OBJECTIVES: Hypertension, the leading risk factor for global disease burden, affects 20% of Canadians. Approximately 10-15% of hypertensive patients are treatment resistant. Controlled clinical trial data demonstrate that catheterbased renal denervation (RDN) leads to clinically significant blood pressure reductions of 32/12 mmHg in treatment resistant patients. The goal of this study was to predict the long-term risk reduction and the lifetime cost-effectiveness of RDN in a Canadian setting. METHODS: A Markov model with monthly cycles was used to estimate: a) ten-year relative risks for clinical endpoints and lifetime costs; b) unadjusted and quality-adjusted life expectancy (LYs and QALYs); and c) the incremental cost-effectiveness ratio (ICER) of RDN compared to optimal pharmacotherapy (OPT) from a Canadian provincial health care system perspective.

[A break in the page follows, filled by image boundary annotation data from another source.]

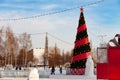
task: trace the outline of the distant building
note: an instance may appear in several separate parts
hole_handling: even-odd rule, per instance
[[[44,49],[43,48],[34,48],[33,49],[34,59],[37,59],[37,61],[35,61],[36,65],[39,65],[39,66],[44,65],[43,55],[44,55]]]

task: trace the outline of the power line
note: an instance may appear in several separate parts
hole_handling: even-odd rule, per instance
[[[69,43],[69,42],[67,42],[67,41],[64,41],[64,40],[62,40],[62,39],[60,39],[60,38],[58,38],[58,37],[56,37],[56,36],[54,36],[54,35],[52,35],[52,34],[50,34],[50,33],[48,33],[48,35],[51,36],[51,37],[53,37],[54,39],[57,39],[57,40],[63,42],[63,43],[66,43],[66,44],[69,44],[69,45],[73,45],[72,43]]]
[[[92,3],[86,4],[86,5],[81,5],[81,6],[77,6],[77,7],[72,7],[72,8],[68,8],[68,9],[63,9],[63,10],[60,10],[60,11],[42,13],[42,14],[40,14],[40,15],[35,15],[35,16],[22,17],[22,18],[0,19],[0,21],[17,21],[17,20],[25,20],[25,19],[39,18],[39,17],[42,17],[42,16],[53,15],[53,14],[63,13],[63,12],[66,12],[66,11],[75,10],[75,9],[77,9],[77,8],[80,8],[80,7],[92,6],[92,5],[95,5],[95,4],[99,4],[99,3],[103,2],[103,1],[104,1],[104,0],[99,0],[99,1],[95,1],[95,2],[92,2]]]

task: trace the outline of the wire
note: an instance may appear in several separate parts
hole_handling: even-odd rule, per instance
[[[82,6],[72,7],[72,8],[69,8],[69,9],[63,9],[63,10],[55,11],[55,12],[43,13],[43,14],[35,15],[35,16],[22,17],[22,18],[0,19],[0,21],[17,21],[17,20],[25,20],[25,19],[31,19],[31,18],[39,18],[39,17],[42,17],[42,16],[53,15],[53,14],[63,13],[63,12],[66,12],[66,11],[71,11],[71,10],[74,10],[74,9],[77,9],[77,8],[80,8],[80,7],[92,6],[92,5],[95,5],[95,4],[99,4],[103,1],[104,0],[99,0],[99,1],[95,1],[95,2],[86,4],[86,5],[82,5]]]
[[[63,42],[63,43],[66,43],[66,44],[69,44],[69,45],[73,45],[72,43],[64,41],[64,40],[62,40],[62,39],[60,39],[60,38],[58,38],[58,37],[56,37],[56,36],[54,36],[54,35],[52,35],[50,33],[48,33],[48,35],[51,36],[51,37],[53,37],[54,39],[57,39],[57,40]]]

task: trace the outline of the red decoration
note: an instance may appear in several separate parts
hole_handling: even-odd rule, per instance
[[[81,46],[83,44],[87,44],[87,43],[88,43],[88,38],[83,38],[83,39],[75,42],[75,48],[78,46]]]
[[[77,33],[86,30],[86,24],[83,24],[82,26],[78,27]]]
[[[81,13],[71,63],[71,74],[73,75],[83,75],[85,73],[86,60],[91,54],[83,8],[80,8],[80,10]]]
[[[91,54],[91,52],[86,52],[86,53],[76,55],[72,58],[72,62],[79,61],[79,60],[82,60],[82,59],[86,59],[90,54]]]

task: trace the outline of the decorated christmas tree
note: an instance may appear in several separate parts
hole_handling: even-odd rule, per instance
[[[71,63],[71,74],[73,75],[85,74],[86,61],[88,56],[91,54],[83,8],[80,8],[80,10],[81,13]]]

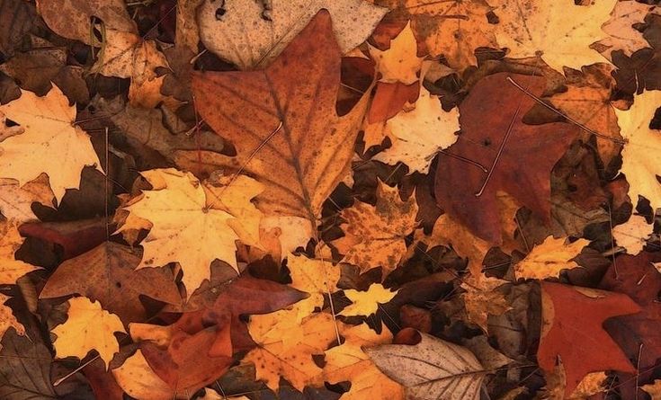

Transition probabilities were based on multivariable risk equations (including Framingham) and clinical inputs were based on the Symplicity HTN-2 trial cohort characteristics. Cost data and utility scores were derived from published literature and provincial public databases. The clinical endpoints modeled were stroke, myocardial infarction (MI), all coronary artery disease (CHD), heart failure (HF), and end-stage renal disease (ESRD). Costs, life expectancy, and ICERs were discounted at 3%, and sensitivity and threshold analyses were conducted. RESULTS: The 10-year relative risks for RDN versus OPT were: stroke 0.70, MI 0.68, all-CHD and HF 0.78, respectively, and ESRD 0.72.